Hakikatte, vücuda gelen devasa büyüklüğün; fırça darbeleri, cam parçaları,
çakıl taşlarına kadar inen ayrıntıları vardır. Ama biz, birçok nesneyi,
varlık türünü, bütün olan yapıdan soyutlayarak anlamlandırabiliyoruz. Bu
yöntem karmaşık yapıları çözümleme konusunda belli kolaylıklar sağlasa da
aşırı genelleme ve tektipleştirmeler bazen insanda mucizevî bir suskunluk
etkisi bırakabilir: Yeni modelleri ve bilgi rejimlerini kendimizi hareketsiz
bırakacak kadar mükemmelleştirebiliriz. Genellikle, tarihi algılama konusunda
da benzer bir yöntemi takip ederiz. Ayrıntılara inmeden, tek tek parçalara
bakmadan kimi uygarlıkları “imkânsızlığın heykelleri” olarak bir bütün halinde
görürüz. Örneğin, Yunanlıların matematiği Mısır’dan, astronomiyi Babil’ den getirdiği
kabul edilirse, Yunan mucizesine gölge düşecektir. Kaldı ki, Yunanlılar Pers
savaşlarında “barbar”lar sayesinde “barbar” sözünü telaffuz ettikten sonra kimliklerinin
bilincine daha çok varmışlardır. Copleston gibi felsefe tarihçileri Yunanlılar
sayesinde bilimde “sistematik” bir başlangıcın olduğunu iddia eder ancak
“hegemonik” üslupla yazılan tarihlerin barbar, pagan, Asyalı ve heretik gibi
ikincil kaynakları kolayca es geçtikleri unutulmamalıdır.

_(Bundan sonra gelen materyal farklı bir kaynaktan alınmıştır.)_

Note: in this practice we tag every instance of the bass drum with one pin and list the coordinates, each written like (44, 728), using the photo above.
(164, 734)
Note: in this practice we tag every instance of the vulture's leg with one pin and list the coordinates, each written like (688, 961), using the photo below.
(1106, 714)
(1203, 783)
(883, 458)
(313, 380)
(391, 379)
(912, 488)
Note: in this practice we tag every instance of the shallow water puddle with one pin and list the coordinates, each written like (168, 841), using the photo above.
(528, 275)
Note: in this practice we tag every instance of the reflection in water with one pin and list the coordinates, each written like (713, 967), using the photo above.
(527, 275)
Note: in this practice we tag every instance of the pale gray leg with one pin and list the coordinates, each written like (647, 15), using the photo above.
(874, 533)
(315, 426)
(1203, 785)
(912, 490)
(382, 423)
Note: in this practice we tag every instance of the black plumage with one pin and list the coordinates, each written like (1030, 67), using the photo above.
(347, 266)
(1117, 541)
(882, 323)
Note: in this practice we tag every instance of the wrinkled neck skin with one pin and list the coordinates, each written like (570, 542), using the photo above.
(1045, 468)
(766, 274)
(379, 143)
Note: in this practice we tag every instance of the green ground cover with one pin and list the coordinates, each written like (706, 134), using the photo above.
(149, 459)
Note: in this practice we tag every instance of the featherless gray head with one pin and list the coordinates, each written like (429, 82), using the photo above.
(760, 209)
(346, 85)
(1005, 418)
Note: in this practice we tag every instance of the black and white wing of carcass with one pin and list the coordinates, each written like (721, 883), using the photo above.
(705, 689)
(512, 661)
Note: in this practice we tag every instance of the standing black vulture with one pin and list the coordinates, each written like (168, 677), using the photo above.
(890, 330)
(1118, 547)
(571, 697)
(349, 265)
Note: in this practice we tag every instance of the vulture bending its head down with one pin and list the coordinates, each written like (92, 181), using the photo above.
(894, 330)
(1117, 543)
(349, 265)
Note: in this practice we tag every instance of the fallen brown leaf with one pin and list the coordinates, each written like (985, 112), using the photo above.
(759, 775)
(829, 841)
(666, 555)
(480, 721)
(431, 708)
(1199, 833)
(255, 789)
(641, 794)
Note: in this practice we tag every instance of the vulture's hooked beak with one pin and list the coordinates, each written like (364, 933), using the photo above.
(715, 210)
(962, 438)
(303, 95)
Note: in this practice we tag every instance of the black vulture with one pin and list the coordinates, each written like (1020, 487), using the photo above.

Doğu Batı’nın bu sayısı Avrupa’nın bir kez
değil birçok kez kurulduğu tezinden hareket etmektedir. Temel iddia, ne Yunan
görkemini dile getirmek ne de her şeyi Avrupa’nın sınırlı tarihsel olaylarıyla
sınırlandırıp, sözgelimi Romalılık hastalığıyla (romanité) bütün bir yapıyı açıklamaya
çalışmaktır. Avrupa’yı sadece bir yapı olarak değil, yapı-çevre, alt-üst,
Avrupa-Türkiye (mesela Pasta-Krema) denklemleriyle açıklamaya çalıştık. Zira,
Avrupa karşılıklı etkiler bakımından her dönemde yeniden yapılanmış,
dolayısıyla birçok kez Avrupalılaşmıştır. Avrupa’nın Grekleşmesi,
Latinleşmesi, Romalılaşması, Germenleşmesi, Hıristiyanlaşması ayrı ayrı
süreçler, ayrı ayrı etkileşimlerdir. Her adaptasyon farklı bir Avrupa yaratmış,
her bölünme Avrupa’nın kültürel sınırlarına esneklik kazandırmıştır. Doğu’dan
gelen Hıristiyanlık sabit bir İncil coğrafyası ortaya çıkaramamıştır ve
Hıristiyanlık toprakları, dolayısıyla Hıristiyanlık bilinci ve epistemesi
sürekli değişmiştir. Aydınlanma döneminin değerleri bazen insanlığa müjde
olarak sunulmuş, aynı değerler bazen Kant, Voltaire, Montesquieu gibi düşünürlerin
elinde üstün bir kültürün, yer yer Avrupa-merkezli bir ayrımcılığın şiddetine
bürünebilmiştir.
Avrupa’nın birincil
kaynakları var mıdır yoksa tüm özgünlüğü ikincil kaynakları biraraya getirip
buradan –sentez yoluyla– olağanüstü sonuçlar üretmesinde mi aranmalıdır?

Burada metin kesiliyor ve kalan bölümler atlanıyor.